In the later Untitled, 1965, Hilton experiments with a slightly wider pool of colours, creating an expressive riff on Mondrian’s red, yellow, blue and black palette by swapping out yellow for his trademark ginger tone. Different opacities of paint jostle side by side, suggesting solid and immaterial forms in space, from the opaque solidity of black and red to the watery translucency of caramel brown and ultramarine blue.
As his career progressed through the years, Hilton’s paintings became increasingly playful, wild and spontaneous, echoing the languages of American Abstract Expressionism. Untitled, 1971 is one such example, with its wide pool of vibrant colours that seem to swim around one another as if caught in a snapshot moment of movement. Hilton plays with how layered colours can invoke depth, layering vivid shades of blue over one another in the background, while a solid river of toffee toned colour runs over the top. He has said, “I like my colours dynamic and strongly contrasted. After all, one prefers something alive to something dead. The more alive a person or a picture, the better they are…”

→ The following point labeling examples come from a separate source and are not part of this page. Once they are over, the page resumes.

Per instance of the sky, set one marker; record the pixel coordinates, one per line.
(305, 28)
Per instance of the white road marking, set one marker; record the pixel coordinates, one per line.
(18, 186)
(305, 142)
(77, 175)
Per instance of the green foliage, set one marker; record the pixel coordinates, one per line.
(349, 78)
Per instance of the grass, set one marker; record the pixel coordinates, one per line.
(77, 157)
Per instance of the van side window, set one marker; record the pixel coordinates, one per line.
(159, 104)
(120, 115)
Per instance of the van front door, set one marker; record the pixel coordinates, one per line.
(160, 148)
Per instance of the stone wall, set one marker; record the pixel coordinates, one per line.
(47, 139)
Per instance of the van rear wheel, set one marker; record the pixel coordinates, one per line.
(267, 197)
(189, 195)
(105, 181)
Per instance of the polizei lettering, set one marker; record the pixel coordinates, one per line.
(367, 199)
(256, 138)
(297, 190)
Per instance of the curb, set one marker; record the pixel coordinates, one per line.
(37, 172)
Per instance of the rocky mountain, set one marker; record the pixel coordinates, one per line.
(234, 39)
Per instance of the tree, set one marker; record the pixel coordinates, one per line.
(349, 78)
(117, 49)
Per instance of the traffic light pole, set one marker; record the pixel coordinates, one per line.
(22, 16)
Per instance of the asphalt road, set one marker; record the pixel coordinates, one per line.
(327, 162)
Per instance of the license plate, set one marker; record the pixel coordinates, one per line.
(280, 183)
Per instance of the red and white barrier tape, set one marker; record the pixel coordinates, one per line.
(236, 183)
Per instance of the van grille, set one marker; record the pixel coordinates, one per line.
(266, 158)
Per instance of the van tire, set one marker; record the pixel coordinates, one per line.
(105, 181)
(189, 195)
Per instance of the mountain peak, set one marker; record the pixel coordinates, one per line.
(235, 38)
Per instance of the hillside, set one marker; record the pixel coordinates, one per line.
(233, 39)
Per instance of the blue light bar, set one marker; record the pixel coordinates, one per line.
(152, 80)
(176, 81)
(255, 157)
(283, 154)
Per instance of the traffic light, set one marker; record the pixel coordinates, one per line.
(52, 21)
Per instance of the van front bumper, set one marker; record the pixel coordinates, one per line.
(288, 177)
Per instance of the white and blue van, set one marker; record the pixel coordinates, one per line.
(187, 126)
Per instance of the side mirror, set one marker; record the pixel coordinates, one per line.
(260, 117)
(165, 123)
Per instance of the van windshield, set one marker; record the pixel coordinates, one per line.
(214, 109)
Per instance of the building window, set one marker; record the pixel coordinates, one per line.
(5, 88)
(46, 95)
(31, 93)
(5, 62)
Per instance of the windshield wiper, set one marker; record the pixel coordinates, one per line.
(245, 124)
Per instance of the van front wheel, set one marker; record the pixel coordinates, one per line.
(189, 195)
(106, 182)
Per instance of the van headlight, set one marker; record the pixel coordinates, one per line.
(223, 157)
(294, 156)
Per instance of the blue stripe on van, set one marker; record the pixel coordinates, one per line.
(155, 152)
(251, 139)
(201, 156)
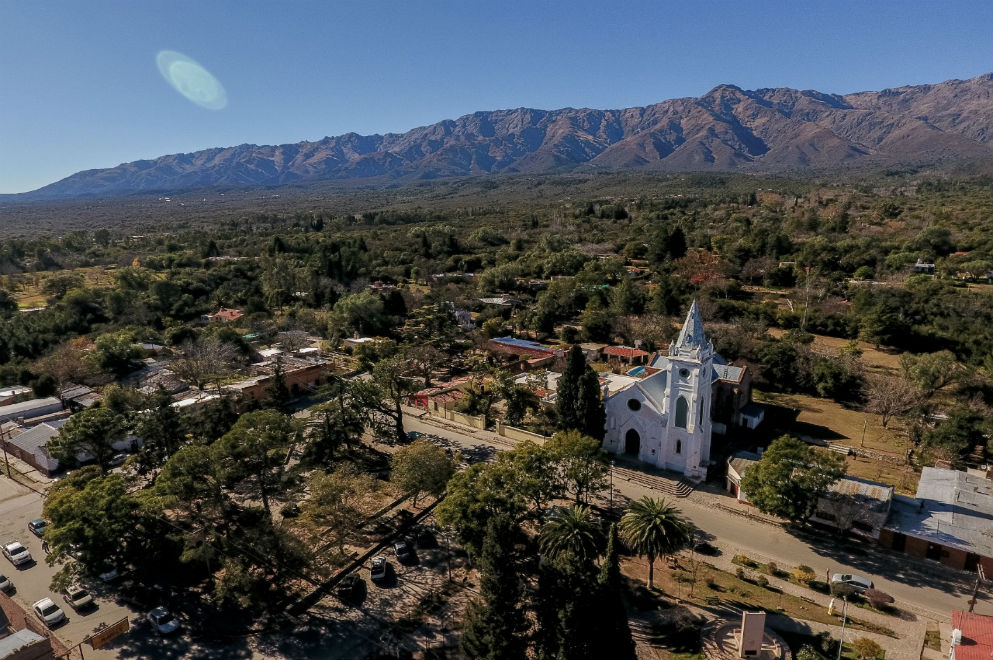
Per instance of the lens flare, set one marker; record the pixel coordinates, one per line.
(191, 80)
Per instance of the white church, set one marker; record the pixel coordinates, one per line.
(664, 418)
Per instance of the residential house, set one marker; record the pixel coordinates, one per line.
(950, 520)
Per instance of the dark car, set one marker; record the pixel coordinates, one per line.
(37, 527)
(704, 548)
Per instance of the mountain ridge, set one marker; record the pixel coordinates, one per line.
(726, 129)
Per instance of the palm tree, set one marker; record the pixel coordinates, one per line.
(572, 531)
(654, 528)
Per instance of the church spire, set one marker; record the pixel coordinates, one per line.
(692, 333)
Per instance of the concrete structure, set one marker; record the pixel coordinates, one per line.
(950, 520)
(972, 636)
(29, 446)
(664, 419)
(27, 410)
(851, 505)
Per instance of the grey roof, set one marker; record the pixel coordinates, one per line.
(25, 407)
(692, 332)
(38, 436)
(728, 372)
(19, 640)
(957, 511)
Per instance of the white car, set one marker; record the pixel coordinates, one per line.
(16, 553)
(163, 620)
(77, 597)
(50, 613)
(856, 582)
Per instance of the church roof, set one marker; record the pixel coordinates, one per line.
(692, 332)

Hilton made Untitled, 1974 just a year before he died, and despite his growing health issues, the same fresh vitality continues to run through his art. Here a limited palette of black and biscuit brown are mingled into one another, flowing organically across the page in sweeping calligraphic marks. Curved forms in camel tones seem to suggest a human body, but it could just as easily be the sinuous growth of plants, roots or rocks. As ever, the image is an invocation of energy and emotion, leaving us to fill in the gaps. Hilton once explained, “Painting is feeling. Just as much as a sentence describes, so a sequence of colours describes … I feel the shape and colours inside myself. I have the feel of a work rather than a vision of it.”